<!--SPDX-FileCopyrightText: 2023 Dennis Gläser <dennis.glaeser@iws.uni-stuttgart.de>-->
<!--SPDX-License-Identifier: GPL-3.0-or-later-->
[](https://dglaeser.gitlab.io/fieldcompare/)
# FieldCompare
[](https://www.repostatus.org/#active)
[](https://gitlab.com/dglaeser/fieldcompare/-/pipelines?page=1&scope=all&ref=main)
[](https://dglaeser.gitlab.io/fieldcompare/coverage)
[](https://dglaeser.gitlab.io/fieldcompare/)
[](https://github.com/psf/black)
[](https://api.reuse.software/info/git.fsfe.org/reuse/api)
`fieldcompare` is a Python package with command-line interface (CLI) that can be used to compare
datasets for (fuzzy) equality. It was designed mainly to serve as a tool to realize regression tests
for research software, and in particular research software that deals with numerical simulations.
In regression tests, the output of a software is compared to reference data that was produced by
the same software at an earlier time, in order to detect if changes to the code cause unexpected
changes to the behavior of the software.
Simulations typically produce discrete field data defined on computational grids, and there exists
a variety of standard and widely-used file formats. `fieldcompare` natively supports a number of
[VTK file formats](https://kitware.github.io/vtk-examples/site/VTKFileFormats/):
`.vtp`, `.pvtu`, `.pvtu`, `.pvtp` as well as [Paraview's](https://www.paraview.org/) `.pvd`.

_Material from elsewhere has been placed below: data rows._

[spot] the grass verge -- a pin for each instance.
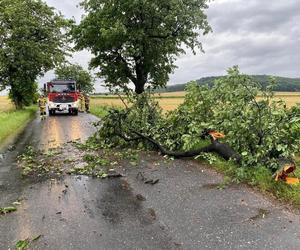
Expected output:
(260, 178)
(12, 122)
(99, 111)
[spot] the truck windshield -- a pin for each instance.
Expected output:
(62, 88)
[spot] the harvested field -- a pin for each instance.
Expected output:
(170, 101)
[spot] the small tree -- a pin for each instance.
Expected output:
(137, 41)
(83, 78)
(32, 42)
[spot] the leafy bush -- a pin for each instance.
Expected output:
(264, 131)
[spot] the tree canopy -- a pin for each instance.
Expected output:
(83, 78)
(137, 41)
(32, 41)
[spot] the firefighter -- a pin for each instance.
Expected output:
(87, 103)
(81, 102)
(42, 105)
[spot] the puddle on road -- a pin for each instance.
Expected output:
(262, 213)
(210, 186)
(119, 204)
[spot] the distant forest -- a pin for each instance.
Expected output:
(284, 84)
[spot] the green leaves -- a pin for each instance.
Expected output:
(24, 244)
(32, 41)
(6, 210)
(83, 78)
(137, 41)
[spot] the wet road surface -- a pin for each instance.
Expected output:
(186, 209)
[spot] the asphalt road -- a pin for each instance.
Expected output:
(184, 210)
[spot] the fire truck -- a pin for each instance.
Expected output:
(62, 96)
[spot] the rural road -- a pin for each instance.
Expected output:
(184, 210)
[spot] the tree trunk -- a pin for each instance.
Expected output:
(141, 76)
(139, 88)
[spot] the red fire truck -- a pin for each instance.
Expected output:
(62, 96)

If `meshio` is installed, it is used under the hood to provide support for a large number of further
mesh file formats (see [here](https://github.com/nschloe/meshio)). Besides mesh files, `csv` files are also
supported, a format that is widely used in simulation frameworks to write out secondary data such
as e.g. error norms and convergence rates.
Independent of the file type and format, `fieldcompare` reads all _fields_ from those files and allows
you to then check all entries of the fields for equality with custom absolute and relative tolerances.
Programmatically, you can provide and use custom predicates (e.g. "smaller-than"), while the
CLI is currently hardwired to (fuzzy) equality checks, which is the most common use case.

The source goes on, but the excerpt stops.